Multi-camera video analytics
In the first publication to the Khabrosocommunity we want to talk about an interesting area of work of the Sinesis company - multi-camera video analysis, more precisely, a multi-camera algorithm for tracking objects.

Our team is engaged in applied research in the field of video analytics and is developing high-speed machine vision algorithms for the automatic classification of situations according to stream video. The most interesting results we plan to cover in a corporate blog. We will be grateful for ideas and criticism.
An integral component of almost any video analytic system is the tracking (tracking) algorithm. Why is a smart video surveillance system needed? In general, tracking objects is necessary for automatic recognition of situations according to the rules, for example, a person entered the control zone, stopped, left the subject, or without rules, in self-learning systems.
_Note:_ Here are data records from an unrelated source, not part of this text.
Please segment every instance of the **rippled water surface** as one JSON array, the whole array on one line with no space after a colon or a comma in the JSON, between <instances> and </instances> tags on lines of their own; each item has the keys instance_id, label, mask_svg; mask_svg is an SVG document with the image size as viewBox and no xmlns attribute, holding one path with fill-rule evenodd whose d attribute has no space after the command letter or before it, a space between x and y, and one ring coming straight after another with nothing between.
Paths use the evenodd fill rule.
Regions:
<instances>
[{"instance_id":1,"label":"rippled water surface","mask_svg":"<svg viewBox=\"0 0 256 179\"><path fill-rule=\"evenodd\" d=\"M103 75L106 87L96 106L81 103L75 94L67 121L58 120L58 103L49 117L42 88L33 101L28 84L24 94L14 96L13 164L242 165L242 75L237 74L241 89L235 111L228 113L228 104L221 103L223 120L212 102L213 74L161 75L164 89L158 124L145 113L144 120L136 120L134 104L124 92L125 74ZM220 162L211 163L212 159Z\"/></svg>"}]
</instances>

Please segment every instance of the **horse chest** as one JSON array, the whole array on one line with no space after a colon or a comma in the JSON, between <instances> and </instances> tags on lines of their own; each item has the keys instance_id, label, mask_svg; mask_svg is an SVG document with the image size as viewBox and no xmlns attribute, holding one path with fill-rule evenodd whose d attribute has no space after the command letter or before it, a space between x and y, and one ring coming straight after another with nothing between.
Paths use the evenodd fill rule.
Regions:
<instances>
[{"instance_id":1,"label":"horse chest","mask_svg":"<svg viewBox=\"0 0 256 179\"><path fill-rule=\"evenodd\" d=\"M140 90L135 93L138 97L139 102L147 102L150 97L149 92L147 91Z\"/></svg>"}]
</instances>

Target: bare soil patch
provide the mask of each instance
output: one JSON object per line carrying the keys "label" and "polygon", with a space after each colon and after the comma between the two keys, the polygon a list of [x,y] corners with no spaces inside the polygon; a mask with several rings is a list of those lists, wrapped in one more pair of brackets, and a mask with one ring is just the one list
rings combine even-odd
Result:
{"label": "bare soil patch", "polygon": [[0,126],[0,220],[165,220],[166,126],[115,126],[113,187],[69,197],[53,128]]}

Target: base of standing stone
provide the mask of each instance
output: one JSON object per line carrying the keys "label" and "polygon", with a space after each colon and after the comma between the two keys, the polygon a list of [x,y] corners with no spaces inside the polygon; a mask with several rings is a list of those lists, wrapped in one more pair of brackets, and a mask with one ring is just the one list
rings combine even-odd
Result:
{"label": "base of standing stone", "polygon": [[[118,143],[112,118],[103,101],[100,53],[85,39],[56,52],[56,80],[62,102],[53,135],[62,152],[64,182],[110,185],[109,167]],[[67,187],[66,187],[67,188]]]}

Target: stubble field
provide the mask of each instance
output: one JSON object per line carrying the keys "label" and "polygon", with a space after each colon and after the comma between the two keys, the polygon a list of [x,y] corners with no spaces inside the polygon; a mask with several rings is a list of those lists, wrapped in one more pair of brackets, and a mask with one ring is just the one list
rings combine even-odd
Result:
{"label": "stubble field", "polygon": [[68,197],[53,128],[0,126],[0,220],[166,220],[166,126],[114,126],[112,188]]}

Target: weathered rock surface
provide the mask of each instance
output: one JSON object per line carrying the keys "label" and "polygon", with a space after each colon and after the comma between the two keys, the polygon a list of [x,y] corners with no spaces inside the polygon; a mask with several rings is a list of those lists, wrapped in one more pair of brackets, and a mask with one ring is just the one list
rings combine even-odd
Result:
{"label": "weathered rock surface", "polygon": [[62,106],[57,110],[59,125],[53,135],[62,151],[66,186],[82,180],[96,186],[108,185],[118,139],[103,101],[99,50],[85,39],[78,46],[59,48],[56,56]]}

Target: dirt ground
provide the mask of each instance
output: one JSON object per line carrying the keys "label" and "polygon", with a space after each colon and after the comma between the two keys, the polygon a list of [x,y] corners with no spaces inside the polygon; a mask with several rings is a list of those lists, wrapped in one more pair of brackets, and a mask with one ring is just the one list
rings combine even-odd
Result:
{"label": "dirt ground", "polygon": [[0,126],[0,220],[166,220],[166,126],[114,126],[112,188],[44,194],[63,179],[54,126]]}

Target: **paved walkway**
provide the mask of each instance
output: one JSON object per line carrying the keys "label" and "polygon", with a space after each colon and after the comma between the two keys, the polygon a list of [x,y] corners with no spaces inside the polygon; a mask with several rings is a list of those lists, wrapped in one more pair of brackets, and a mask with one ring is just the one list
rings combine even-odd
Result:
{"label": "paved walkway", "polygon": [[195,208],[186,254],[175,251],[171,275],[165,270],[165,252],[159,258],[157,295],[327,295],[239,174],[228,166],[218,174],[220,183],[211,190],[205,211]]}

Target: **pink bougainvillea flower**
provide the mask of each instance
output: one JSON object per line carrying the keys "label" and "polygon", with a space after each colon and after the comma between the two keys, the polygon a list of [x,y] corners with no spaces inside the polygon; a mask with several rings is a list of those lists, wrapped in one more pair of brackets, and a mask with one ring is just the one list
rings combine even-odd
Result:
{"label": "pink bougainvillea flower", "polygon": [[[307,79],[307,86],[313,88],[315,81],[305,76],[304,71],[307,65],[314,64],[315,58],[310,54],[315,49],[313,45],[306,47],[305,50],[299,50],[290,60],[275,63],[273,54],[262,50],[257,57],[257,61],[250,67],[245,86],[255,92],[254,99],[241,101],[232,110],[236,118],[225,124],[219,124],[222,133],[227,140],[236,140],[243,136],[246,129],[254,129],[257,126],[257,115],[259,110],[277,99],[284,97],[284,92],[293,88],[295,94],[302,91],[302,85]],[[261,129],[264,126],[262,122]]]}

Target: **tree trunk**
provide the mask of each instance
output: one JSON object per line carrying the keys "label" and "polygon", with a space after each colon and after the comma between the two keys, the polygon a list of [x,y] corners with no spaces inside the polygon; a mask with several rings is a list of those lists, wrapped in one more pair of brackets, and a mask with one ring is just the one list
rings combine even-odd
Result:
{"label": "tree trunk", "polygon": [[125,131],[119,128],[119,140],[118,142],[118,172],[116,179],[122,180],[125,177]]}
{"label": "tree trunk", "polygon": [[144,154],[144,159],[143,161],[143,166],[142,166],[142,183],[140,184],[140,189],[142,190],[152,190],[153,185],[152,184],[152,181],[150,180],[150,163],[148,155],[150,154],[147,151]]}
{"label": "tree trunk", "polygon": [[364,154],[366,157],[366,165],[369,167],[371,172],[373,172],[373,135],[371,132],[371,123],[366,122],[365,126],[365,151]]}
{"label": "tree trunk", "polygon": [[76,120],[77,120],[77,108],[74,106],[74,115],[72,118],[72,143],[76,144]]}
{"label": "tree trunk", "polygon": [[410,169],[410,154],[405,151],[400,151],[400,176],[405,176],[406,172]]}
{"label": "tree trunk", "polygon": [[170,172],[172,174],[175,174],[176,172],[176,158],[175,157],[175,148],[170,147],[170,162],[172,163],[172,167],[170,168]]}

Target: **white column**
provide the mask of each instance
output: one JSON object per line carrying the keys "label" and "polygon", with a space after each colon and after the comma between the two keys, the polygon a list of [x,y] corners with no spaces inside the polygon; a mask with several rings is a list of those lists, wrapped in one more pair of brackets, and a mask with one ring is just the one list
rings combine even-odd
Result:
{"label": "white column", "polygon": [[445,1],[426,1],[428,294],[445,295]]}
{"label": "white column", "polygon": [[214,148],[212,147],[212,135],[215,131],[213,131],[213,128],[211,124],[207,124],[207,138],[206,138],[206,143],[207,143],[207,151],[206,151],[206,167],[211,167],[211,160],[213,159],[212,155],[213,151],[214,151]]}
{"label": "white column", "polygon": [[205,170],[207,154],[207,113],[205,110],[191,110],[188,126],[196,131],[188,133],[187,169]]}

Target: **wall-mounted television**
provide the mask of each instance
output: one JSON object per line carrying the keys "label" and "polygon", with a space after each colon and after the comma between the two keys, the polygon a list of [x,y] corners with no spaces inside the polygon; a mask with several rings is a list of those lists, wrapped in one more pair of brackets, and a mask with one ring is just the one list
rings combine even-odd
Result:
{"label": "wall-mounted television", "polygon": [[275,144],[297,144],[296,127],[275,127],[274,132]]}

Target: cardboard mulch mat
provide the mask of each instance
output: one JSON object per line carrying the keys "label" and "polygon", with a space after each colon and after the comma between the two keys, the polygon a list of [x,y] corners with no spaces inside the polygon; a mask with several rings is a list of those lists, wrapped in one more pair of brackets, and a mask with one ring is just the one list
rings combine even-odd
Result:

Disruption of tracking almost always leads to either a missed alarm situation or to repeated triggering of video analytics.
Habr already talked about the maintenance of objects in articles on the development of Zdenek Kalal and Microsoft Research . "Single-chamber" tracking, for example, in the MagicBox device works like this:
The result of the “single-chamber” tracking algorithm is a sequence of spatio-temporal coordinates of each object. Trajectory breaks are possible when an object leaves the field of view of the camera or when an object enters behind an obstacle.
The multi-camera tracking algorithm, the subject of this publication, continuously compares data on the position of objects from various cameras, taking into account the relative position and the cameras are linked to a map of the area. The algorithm constructs a generalized trajectory of the object when moving from camera to camera and projects this trajectory onto the map. In this case, the object can be observed by several cameras at the same time or in the blind zone. A multi-camera path allows you to implement geo-visual search tools, automatic angle selection and other security features that are often shown in science fiction films.
Before starting the operation of the system, the surveillance zone of each camera is linked to a map of the controlled area. Our calibration algorithm uses four points, the coordinates of which the user must set simultaneously on the camera frame and on the map:

It is recommended to use nodal points on the surface of the terrain, which are easy to visually determine from various angles, for example, trees, corners of the house and fences. Algorithms calculates the coordinate transformation matrix by the least squares method :

where r are the coordinates on the camera frame, R is the global coordinate on the map, A is the desired transformation matrix.
Thus, the transformation matrix A allows you to display the two-dimensional coordinates of the object in the camera frame in its global coordinates on the map.
So, the stream of spatio-temporal coordinates of moving objects recorded by various cameras comes to the input of the multi-chamber tracking algorithm. Since the “single-chamber” video analysis is not time synchronized, the initial coordinates are reduced to a single time scale by linear interpolation . Then, the coordinates are converted into the global coordinate system using the matrix A .
This is how the object trajectories look after projecting onto the map. The illustration shows the coverage areas of nine cameras, five of which recorded the movement of an object. "Single-chamber" trajectories are highlighted in the same color as the corresponding cameras and their zones of action.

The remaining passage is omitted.